Friends and admirers like David Cross, PFFR, Bobcat Goldthwait and The Yes Men praise the two while acknowledging how scary it is to be sued over a joke. This, I think, is one of the keys to the movie's success–it explains the feelings its subjects are experiencing, rather than the jokes they make. So many comedy documentaries use talking heads to kill jokes, to have people talk about why something is funny. Nick and Joe never intellectualize their work and their circle of like-minded artists don't try to draw everything out and explicate something you already felt in your gut. This isn't Jerry Seinfeld and Ricky Gervais talking about the specific words they use in their jokes.
Which is not to say the Found Footage guys don't think about this stuff. At one point, Joe says that if he shaved male pattern baldness into his head for the Chop character, the laughs would increase "72%," and when he throws the number out, it seems like he's only half-kidding. That difference, between watching a person's brain work and having them narrate their brain as it's working, is the difference between a great movie and an insufferable one. One of Chop and Steele's directors, Ben Steinbauer, made the similarly funny and incredible documentary Winnebago Man, which, incidentally, culminated in a Found Footage show. He and his co-director Berndt Mader deserve credit for making a film as engaging as its subject is hilarious.

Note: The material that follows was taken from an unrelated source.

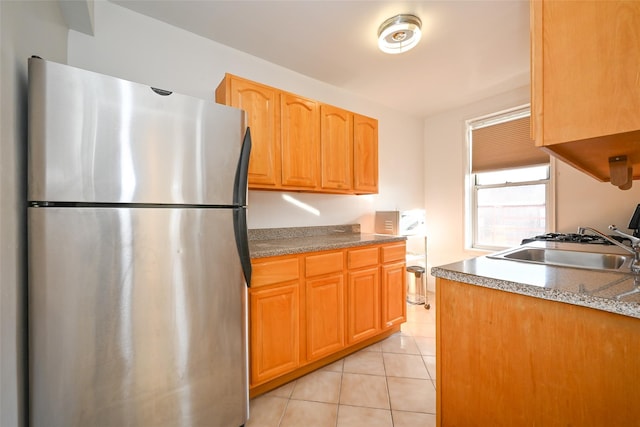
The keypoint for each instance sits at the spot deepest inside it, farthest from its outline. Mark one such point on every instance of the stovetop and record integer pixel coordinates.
(574, 238)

As the story continues and especially as COVID-19 sets in, the Found Footage Festival is complicated. Joe may have to move to Los Angeles after his wife gets a job there. Nick may move to Austin to work with the Alamo Drafthouse folks on board games. Joe was offered a writing job on The Office when the K-Strass videos went viral, but turned it down to stay in Brooklyn with the Found Footage Festival. He didn't want a boss; Nick says he would have jumped at the opportunity. They both talk about wishing they didn't have to work so hard. It isn't that the relationship is fracturing, it's that the realities of supporting yourself with creative work set in and decisions have to be made. Getting sued by a massive television company makes their financial instability as clear as it's ever been.
The movie is ultimately about the friendship between these two men and their drive to do bizarre stuff and to find human disasters. It isn't a film about a lawsuit, it's a film about the way Nick and Joe respond to a lawsuit. The legal intricacies are explained in terms a person like I can understand so that the emotional drive of the film can focus on other things. I don't wish that lawsuit on anybody, but I absolutely wish we got more documentaries this good.